Police in several countries have arrested scores of alleged members of an online paedophile ring and rescued 230 children in "the biggest case of its kind", Europol said.
A third of the arrests in the round-up which began three years ago were made in Britain, the policing agency said.
"Six-hundred-and-seventy suspects have been identified, 184 arrests have already been made and 230 children, the victims of these terrible crimes, have been identified and rescued from further harm," director Rob Wainwright told journalists.
"We expect these numbers to rise further," he said, adding: "This is already the biggest case of its kind we have ever seen."
The Europol operation targeted an online network that used a server based in the Netherlands and had almost 70,000 members worldwide at its height, officials said. A total 121 of the arrests were made in Britain.
Europol said the probe, dubbed Operation Rescue, started three years ago.

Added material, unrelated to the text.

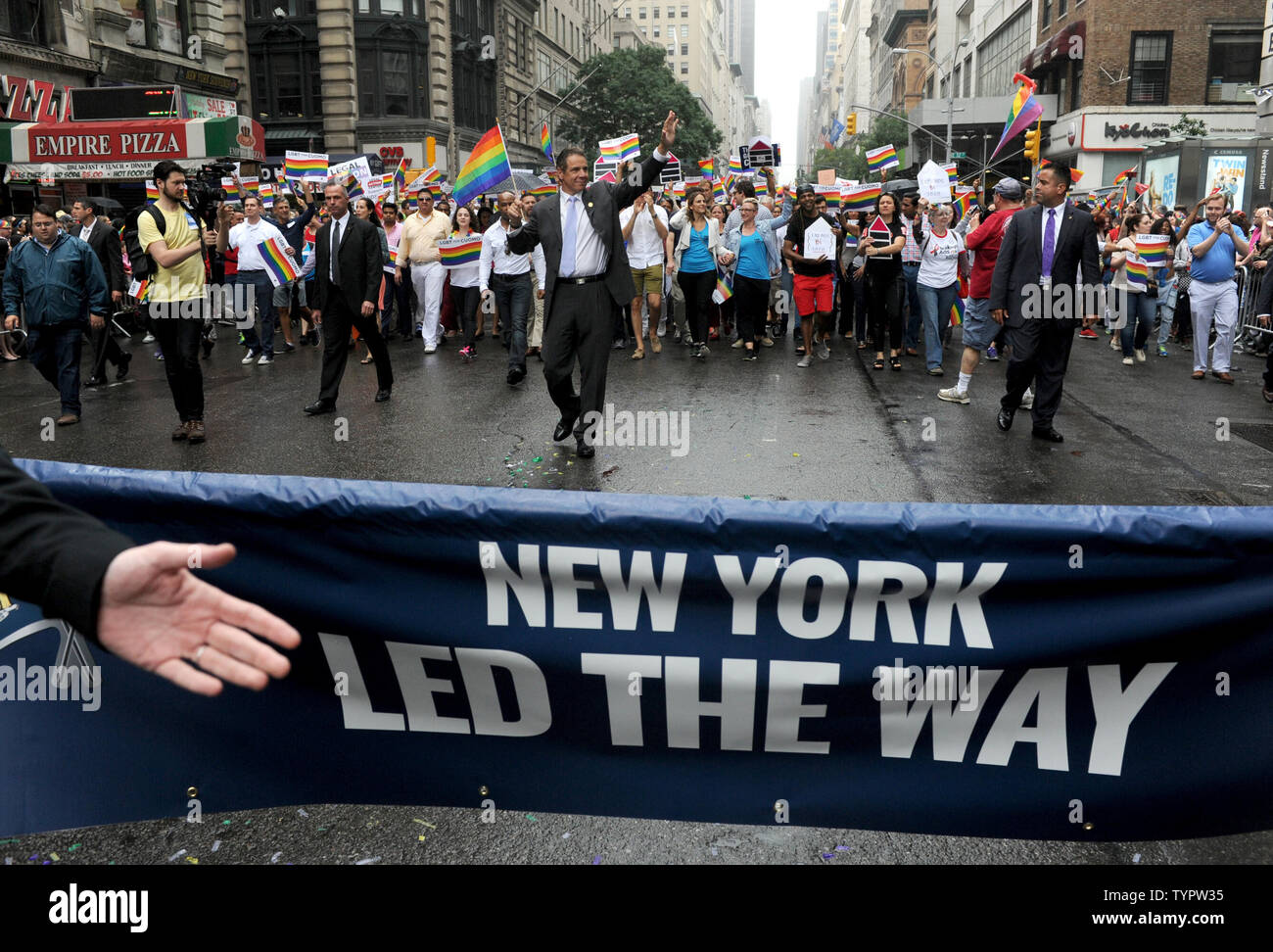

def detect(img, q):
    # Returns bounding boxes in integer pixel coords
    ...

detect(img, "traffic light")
[1025,128,1043,166]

The server involved had since been taken down and its operator appeared in a Dutch court on Tuesday.
The suspects were members of an online forum called boylover.net that promoted sex between adults and young boys, the policing agency said.

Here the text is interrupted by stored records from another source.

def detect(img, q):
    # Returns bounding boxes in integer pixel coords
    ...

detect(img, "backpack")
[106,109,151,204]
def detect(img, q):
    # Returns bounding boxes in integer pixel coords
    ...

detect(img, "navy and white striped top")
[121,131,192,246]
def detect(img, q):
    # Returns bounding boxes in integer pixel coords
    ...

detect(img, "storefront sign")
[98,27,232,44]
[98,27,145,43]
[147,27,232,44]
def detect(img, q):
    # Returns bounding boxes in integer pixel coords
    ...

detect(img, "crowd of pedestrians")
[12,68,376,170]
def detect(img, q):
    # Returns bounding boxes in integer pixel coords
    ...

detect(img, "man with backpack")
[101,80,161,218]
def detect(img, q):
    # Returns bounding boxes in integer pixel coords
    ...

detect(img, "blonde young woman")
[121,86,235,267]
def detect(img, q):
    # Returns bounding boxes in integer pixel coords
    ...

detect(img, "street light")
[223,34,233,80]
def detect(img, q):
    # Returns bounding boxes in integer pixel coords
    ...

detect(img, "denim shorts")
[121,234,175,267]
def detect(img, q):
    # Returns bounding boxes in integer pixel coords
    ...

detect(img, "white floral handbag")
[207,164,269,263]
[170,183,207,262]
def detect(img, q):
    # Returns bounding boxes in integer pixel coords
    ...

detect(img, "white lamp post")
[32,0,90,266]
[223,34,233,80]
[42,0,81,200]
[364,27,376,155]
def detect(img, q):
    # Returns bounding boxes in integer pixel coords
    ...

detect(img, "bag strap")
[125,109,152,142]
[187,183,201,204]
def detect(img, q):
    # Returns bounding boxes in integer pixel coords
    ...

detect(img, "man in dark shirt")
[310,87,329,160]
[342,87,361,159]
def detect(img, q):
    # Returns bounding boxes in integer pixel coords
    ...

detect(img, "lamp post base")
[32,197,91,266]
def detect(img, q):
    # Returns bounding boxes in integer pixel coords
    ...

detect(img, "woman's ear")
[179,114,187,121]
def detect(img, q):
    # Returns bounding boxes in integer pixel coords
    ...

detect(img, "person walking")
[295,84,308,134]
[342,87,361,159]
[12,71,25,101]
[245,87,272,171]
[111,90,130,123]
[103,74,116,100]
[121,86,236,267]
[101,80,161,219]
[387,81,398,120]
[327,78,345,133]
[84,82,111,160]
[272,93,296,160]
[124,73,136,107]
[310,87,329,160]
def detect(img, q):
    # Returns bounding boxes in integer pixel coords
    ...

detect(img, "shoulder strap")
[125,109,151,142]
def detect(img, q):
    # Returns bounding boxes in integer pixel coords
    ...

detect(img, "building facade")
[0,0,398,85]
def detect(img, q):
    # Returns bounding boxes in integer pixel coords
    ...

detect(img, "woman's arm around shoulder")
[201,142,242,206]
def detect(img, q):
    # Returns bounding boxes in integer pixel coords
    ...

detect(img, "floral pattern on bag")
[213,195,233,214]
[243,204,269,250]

"The website attempted to operate as a discussion-only forum where people could share their sexual interest in young boys without committing any specific offences and operate below the radar," Peter Davies of Britain's Child Exploitation and Online Protection Centre told the press conference.

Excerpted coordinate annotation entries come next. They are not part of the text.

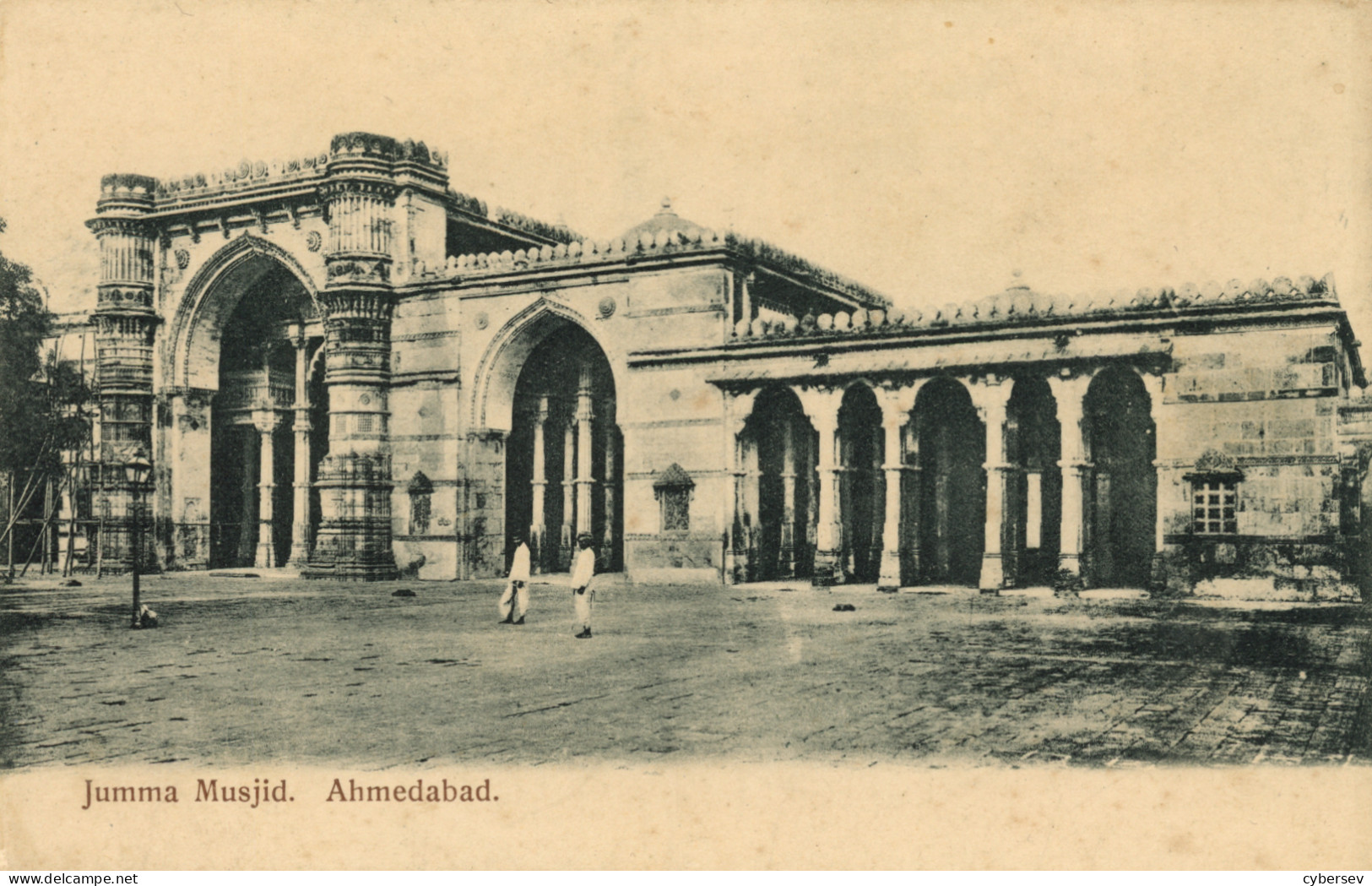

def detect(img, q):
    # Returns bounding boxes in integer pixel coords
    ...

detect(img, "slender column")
[1049,376,1091,576]
[900,422,925,582]
[740,438,764,582]
[867,427,900,584]
[86,174,160,571]
[801,395,843,585]
[529,394,549,572]
[719,391,756,584]
[876,380,925,591]
[252,409,281,569]
[287,328,313,569]
[303,153,398,580]
[779,418,796,579]
[577,363,595,538]
[237,425,259,565]
[972,376,1012,594]
[558,420,577,569]
[601,407,619,568]
[1143,373,1174,587]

"Many members, however, having made contact on the site, moved on to more private channels such as e-mail to exchange and share illegal images and films of children being abused."
According to a Europol statement, computers seized from those arrested have yielded "huge quantities of child abuse images and videos".
Wainwright said this was "one of the most successful international police operations in recent years in what is probably the largest online paedophile network in the world."
The oldest of the suspects arrested over the past three years was 84. The group included at least one woman.
One suspect, arrested in Spain, worked with children at summer camps and is believed to have abused more than 100 in five years.
Most of the suspects abused children "in their closest environment, in their families or friends or neighbourhood," said Cesar Lorenzana of Spain's Guardia Civil.
According to Davies, the suspects did not share a specific profile.
"There is no particular rule about the age, there is no particular rule about the walk of life they are in. There is no particular profile of someone who is a threat to children in this way," he said.
Wainwright said investigators had a breakthrough when Europol experts cracked the Dutch-based server's sophisticated security features in 2010 to uncover "this huge network".
Europol then issued more than 4,200 intelligence reports about the activities of the network to more than 30 countries, mostly in Europe, enabling them to track down offenders and their victims.
"Our work continues and we will not rest until all of the offenders have been identified," said Wainwright, adding the number of victims was also expected to rise "maybe even significantly".
Countries involved in the probe have included Australia, Belgium, Britain, Canada, Greece, Iceland, Italy, the Netherlands, New Zealand, Poland, Romania, Spain, and the United States.